Альфред похож на любого юношу и одновременно не похож. Он – почти мужчина, и вся жизнь у него впереди. Через 8 лет он переберется из Ревеля[4] в Мюнхен и станет плодовитым журналистом, антибольшевиком и антисемитом. Через 9 лет – услышит на митинге Немецкой рабочей партии зажигательную речь нового перспективного вождя, ветерана Первой мировой войны по имени Адольф Гитлер – и вступит в партию вскоре после Гитлера. Через двадцать – отложит в сторону ручку и победно улыбнется, закончив последнюю страницу своей книги «Миф двадцатого столетия». Эта книга, которой суждено стать бестселлером с миллионным тиражом, во многом обеспечит идеологический фундамент нацистской партии и даст обоснование уничтожению европейских евреев. Через 30 лет его солдаты ворвутся в маленький музей в голландском городке Рейнсбурге и конфискуют личную библиотеку Спинозы, состоящую из 159 томов. А через 36 лет в его глазах, обведенных темными кругами, мелькнет удивление, и он отрицательно покачает головой, когда американский палач в Нюрнберге спросит его: «Вы хотите сказать последнее слово?»

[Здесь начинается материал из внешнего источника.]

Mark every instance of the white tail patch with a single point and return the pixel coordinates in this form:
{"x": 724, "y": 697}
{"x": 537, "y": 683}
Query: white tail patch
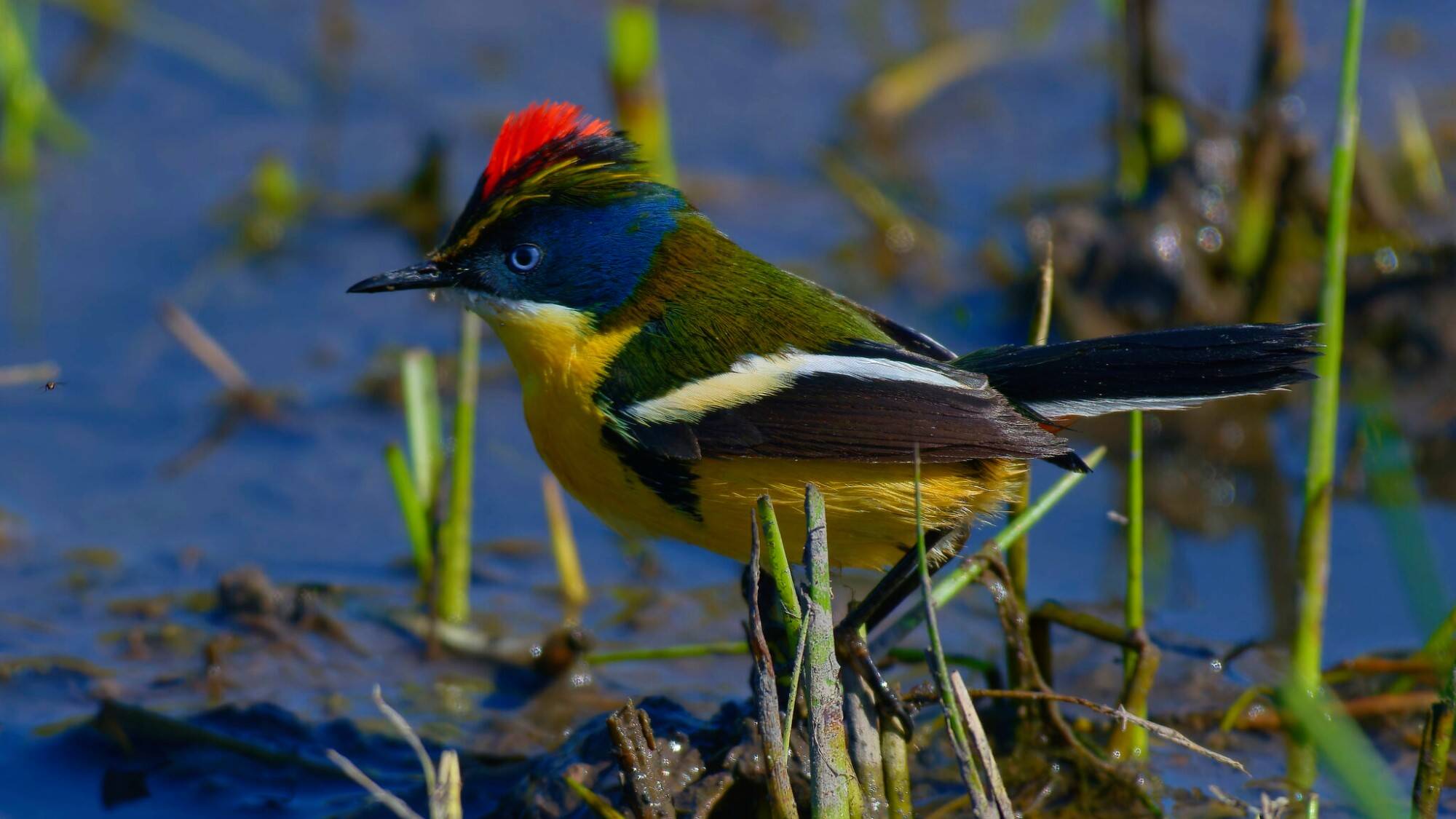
{"x": 758, "y": 376}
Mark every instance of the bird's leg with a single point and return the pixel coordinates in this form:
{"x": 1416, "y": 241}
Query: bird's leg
{"x": 867, "y": 614}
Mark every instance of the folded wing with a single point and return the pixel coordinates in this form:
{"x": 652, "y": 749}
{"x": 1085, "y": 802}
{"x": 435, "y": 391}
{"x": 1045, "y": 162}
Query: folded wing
{"x": 870, "y": 404}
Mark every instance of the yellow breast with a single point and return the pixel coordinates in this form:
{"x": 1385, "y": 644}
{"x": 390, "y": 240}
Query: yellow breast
{"x": 561, "y": 360}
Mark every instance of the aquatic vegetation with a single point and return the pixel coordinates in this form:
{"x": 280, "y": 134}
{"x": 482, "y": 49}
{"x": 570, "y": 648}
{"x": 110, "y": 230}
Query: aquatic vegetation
{"x": 440, "y": 542}
{"x": 1320, "y": 471}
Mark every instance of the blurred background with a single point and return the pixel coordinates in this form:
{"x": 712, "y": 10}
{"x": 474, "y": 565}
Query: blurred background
{"x": 242, "y": 164}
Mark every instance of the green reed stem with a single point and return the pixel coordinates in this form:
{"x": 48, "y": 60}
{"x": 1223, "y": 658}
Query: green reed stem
{"x": 455, "y": 539}
{"x": 1436, "y": 746}
{"x": 564, "y": 547}
{"x": 1314, "y": 537}
{"x": 935, "y": 656}
{"x": 1133, "y": 737}
{"x": 777, "y": 566}
{"x": 1356, "y": 765}
{"x": 832, "y": 772}
{"x": 417, "y": 519}
{"x": 1017, "y": 557}
{"x": 968, "y": 571}
{"x": 422, "y": 398}
{"x": 637, "y": 84}
{"x": 896, "y": 755}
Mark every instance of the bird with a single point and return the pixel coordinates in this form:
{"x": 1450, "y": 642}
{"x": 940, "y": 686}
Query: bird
{"x": 670, "y": 378}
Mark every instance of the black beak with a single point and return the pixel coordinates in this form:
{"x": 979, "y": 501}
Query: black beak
{"x": 413, "y": 277}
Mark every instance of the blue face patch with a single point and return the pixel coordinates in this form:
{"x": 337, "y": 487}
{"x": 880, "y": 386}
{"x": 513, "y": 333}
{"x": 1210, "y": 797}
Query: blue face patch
{"x": 590, "y": 257}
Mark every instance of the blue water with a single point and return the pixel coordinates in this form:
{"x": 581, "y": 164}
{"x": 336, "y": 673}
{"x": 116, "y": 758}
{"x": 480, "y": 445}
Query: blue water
{"x": 127, "y": 223}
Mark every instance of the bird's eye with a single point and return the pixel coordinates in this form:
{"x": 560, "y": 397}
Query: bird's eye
{"x": 523, "y": 258}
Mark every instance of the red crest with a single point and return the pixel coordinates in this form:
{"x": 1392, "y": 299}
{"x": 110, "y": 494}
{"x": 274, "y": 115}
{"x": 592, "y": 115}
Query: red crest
{"x": 528, "y": 132}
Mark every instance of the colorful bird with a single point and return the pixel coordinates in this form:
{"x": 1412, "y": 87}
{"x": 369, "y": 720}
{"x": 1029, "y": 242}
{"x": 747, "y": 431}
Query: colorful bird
{"x": 670, "y": 376}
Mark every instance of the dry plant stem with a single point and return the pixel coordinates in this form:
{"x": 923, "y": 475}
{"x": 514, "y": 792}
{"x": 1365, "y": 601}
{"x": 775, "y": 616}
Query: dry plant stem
{"x": 1436, "y": 746}
{"x": 401, "y": 726}
{"x": 445, "y": 797}
{"x": 454, "y": 576}
{"x": 960, "y": 742}
{"x": 984, "y": 748}
{"x": 1117, "y": 713}
{"x": 564, "y": 547}
{"x": 1084, "y": 622}
{"x": 832, "y": 774}
{"x": 1040, "y": 330}
{"x": 893, "y": 749}
{"x": 863, "y": 723}
{"x": 389, "y": 800}
{"x": 767, "y": 697}
{"x": 205, "y": 349}
{"x": 1314, "y": 535}
{"x": 643, "y": 780}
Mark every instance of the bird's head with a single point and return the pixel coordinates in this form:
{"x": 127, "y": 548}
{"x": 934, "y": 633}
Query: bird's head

Юный Альфред слышит эхо приближающихся по коридору шагов и, заметив герра Шефера, своего наставника и учителя немецкого языка, вскакивает, чтобы приветствовать его. Герр Шефер только хмурится и качает головой, проходя мимо него и открывая дверь кабинета директора. Но, перед тем как войти, медлит, поворачивается к Альфреду и беззлобно шепчет:

– Розенберг, вы разочаровали меня – всех нас – своими убогими рассуждениями во вчерашней речи. Убогость этих рассуждений вовсе не перечеркивается тем, что вы были избраны старостой класса. И при всем том я продолжаю верить, что вы не совсем пропащий студент. Всего через несколько недель вам вручат аттестат. Так не будьте же сейчас дураком!

Речь на выборах вчера вечером! Так вот, значит, в чем дело! Альфред хлопает себя по лбу ладонью. Ну, конечно, – потому-то его сюда и вызвали. Хотя там присутствовали почти все 40 учащихся его старшего класса – в основном балтийские немцы, слегка разбавленные русскими, эстонцами, поляками и евреями, – Альфред подчеркнуто обратил свои предвыборные комментарии к немецкому большинству и возбудил дух однокашников, говоря об их миссии как хранителей благородной германской культуры. «Сохраним нашу расу чистой, – говорил он им. – Не ослабляйте ее, забывая наши благородные традиции, усваивая неполноценные идеи, смешиваясь с неполноценными расами!» Вероятно, на этом ему следовало остановиться. Но его занесло. Наверно, он зашел слишком далеко…

Его раздумья прерывает скрип открывшейся массивной, десяти футов[5] в высоту, двери и гулкий голос директора Эпштейна:

– Herr Rosenberg, bitte, herein![6]

Альфред входит в кабинет и видит директора и учителя немецкого, сидящих в дальнем конце длинного стола из темного тяжелого дерева. Альфред всегда чувствовал себя маленьким в присутствии директора Эпштейна – мужчины более шести футов ростом, чья горделивая осанка, пронзительный взгляд и окладистая, хорошо ухоженная борода символизировали собою его властный авторитет.

Директор Эпштейн жестом велит Альфреду сесть в кресло на конце стола. Это кресло заметно меньше размером, чем два кресла с высокими спинками, которые занимают оппоненты Альфреда. Директор не тратит времени зря и сразу приступает к делу:

– Итак, Розенберг, значит, я родом еврей, так, по-вашему? И моя жена тоже еврейка, не так ли? И евреи – неполноценная раса и не должны учить немцев? И, как я понимаю, определенно не должны дослуживаться до должности директора?